GlobalFoundries CEO: New York chip factory likely delayed if U.S. subsidy bill fails

Reuters

By Stephen Nellis and Jane Lanhee Lee

(Reuters) – A planned semiconductor factory in upstate New York will likely be delayed if a bill to bolster the U.S. computer chip industry fails to pass in the coming weeks, the chief executive of GlobalFoundries Inc told Reuters on Tuesday.

The U.S. Senate is due to vote later on Tuesday on a slimmed-down version of legislation to provide $52 billion in subsidies and tax credits for the industry more than a year after passing its first version of a bill.

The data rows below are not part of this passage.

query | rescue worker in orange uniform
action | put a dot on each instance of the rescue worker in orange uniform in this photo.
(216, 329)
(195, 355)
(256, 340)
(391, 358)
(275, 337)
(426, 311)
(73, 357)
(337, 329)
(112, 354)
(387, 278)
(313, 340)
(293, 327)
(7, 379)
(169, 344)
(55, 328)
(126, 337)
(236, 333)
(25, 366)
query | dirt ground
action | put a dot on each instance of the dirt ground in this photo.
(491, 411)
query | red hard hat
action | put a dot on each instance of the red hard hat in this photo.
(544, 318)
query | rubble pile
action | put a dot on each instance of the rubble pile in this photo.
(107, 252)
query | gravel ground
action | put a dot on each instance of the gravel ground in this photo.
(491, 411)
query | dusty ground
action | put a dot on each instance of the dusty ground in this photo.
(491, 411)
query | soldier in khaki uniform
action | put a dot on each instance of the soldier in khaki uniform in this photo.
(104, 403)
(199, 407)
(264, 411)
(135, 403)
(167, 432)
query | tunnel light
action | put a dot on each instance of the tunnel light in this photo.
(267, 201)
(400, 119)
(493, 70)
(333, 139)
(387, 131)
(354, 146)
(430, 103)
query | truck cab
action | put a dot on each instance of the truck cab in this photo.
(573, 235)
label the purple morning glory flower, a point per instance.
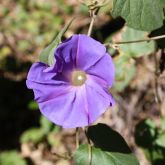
(74, 91)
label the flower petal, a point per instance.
(81, 51)
(99, 100)
(45, 84)
(103, 69)
(66, 110)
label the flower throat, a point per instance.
(78, 78)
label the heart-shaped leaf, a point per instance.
(47, 55)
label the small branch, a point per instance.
(77, 138)
(65, 156)
(115, 44)
(157, 73)
(91, 25)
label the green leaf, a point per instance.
(136, 49)
(34, 135)
(103, 158)
(47, 55)
(125, 71)
(162, 2)
(144, 15)
(11, 158)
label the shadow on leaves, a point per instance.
(107, 139)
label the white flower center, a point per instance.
(78, 78)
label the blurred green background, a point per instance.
(26, 27)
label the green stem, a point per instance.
(135, 41)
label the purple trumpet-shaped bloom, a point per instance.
(74, 91)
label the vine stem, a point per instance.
(89, 147)
(157, 73)
(77, 138)
(91, 24)
(134, 41)
(93, 14)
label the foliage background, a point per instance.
(26, 28)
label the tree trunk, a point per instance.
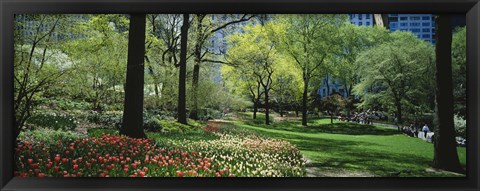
(182, 112)
(196, 67)
(445, 152)
(267, 109)
(194, 111)
(133, 109)
(255, 109)
(304, 102)
(399, 112)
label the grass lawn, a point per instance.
(354, 148)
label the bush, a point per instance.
(66, 104)
(110, 119)
(47, 136)
(208, 114)
(460, 126)
(53, 121)
(152, 123)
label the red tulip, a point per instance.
(180, 174)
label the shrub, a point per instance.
(110, 119)
(152, 123)
(460, 126)
(53, 121)
(47, 136)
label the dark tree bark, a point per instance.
(133, 110)
(267, 109)
(304, 102)
(196, 73)
(182, 112)
(445, 153)
(255, 109)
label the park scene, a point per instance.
(240, 95)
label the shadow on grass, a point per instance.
(357, 156)
(335, 128)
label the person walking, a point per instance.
(425, 130)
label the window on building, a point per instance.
(415, 30)
(414, 24)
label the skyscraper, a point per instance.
(422, 25)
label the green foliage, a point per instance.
(333, 104)
(397, 75)
(48, 136)
(355, 148)
(67, 104)
(459, 70)
(460, 126)
(111, 119)
(53, 121)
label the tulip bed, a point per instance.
(247, 154)
(111, 156)
(223, 153)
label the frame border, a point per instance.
(10, 7)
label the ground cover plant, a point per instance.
(242, 95)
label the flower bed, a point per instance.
(110, 156)
(213, 152)
(247, 154)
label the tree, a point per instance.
(133, 109)
(39, 63)
(310, 40)
(396, 73)
(459, 70)
(445, 152)
(162, 58)
(333, 103)
(203, 29)
(100, 45)
(182, 112)
(254, 52)
(354, 40)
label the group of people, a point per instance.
(364, 117)
(413, 131)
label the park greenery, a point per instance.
(226, 95)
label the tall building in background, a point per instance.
(422, 25)
(361, 19)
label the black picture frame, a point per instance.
(471, 8)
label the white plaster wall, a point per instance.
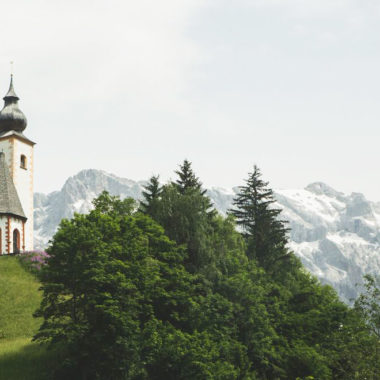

The bill, which aims to counter rising competition from China, would provide payments to companies like Intel Corp, Samsung Electronics Co Ltd, Taiwan Semiconductor Manufacturing Co and GlobalFoundries to construct chip factories in the United States.

Last year, GlobalFoundries, which makes chips for the U.S. military and other customers, said it would build a second factory at its headquarters in Malta, New York. GlobalFoundries has not given a price tag or timeline for the new plant, but Chief Executive Tom Caulfield said the project will take much longer without U.S. subsidies.

“To do it sooner rather than later, we would need government co-investment with us,” Caulfield told Reuters in an interview. “We have good free cash flow generation, but we’d have to build up the balance sheet to go make those investments.”

By contrast, GlobalFoundries moved forward earlier this month with a plan to build a $5.7 billion factory in France in cooperation with STMicroelectronics that will be fully operational in 2026.

Caulfield said talks for that plant began just before the start of this year and came together in about six months because the French government moved quickly with subsidies.

If U.S. subsidies had passed last year when first attempted, GlobalFoundries might have pressed forward with the New York plant sooner, but instead has turned its attention to France and expanding a Singapore factory, he said.

“We might have had to defer something in France to later because we wouldn’t have had the bandwidth to do three things at once. But we didn’t have an option in the U.S., and we had an option in France,” Caulfield said.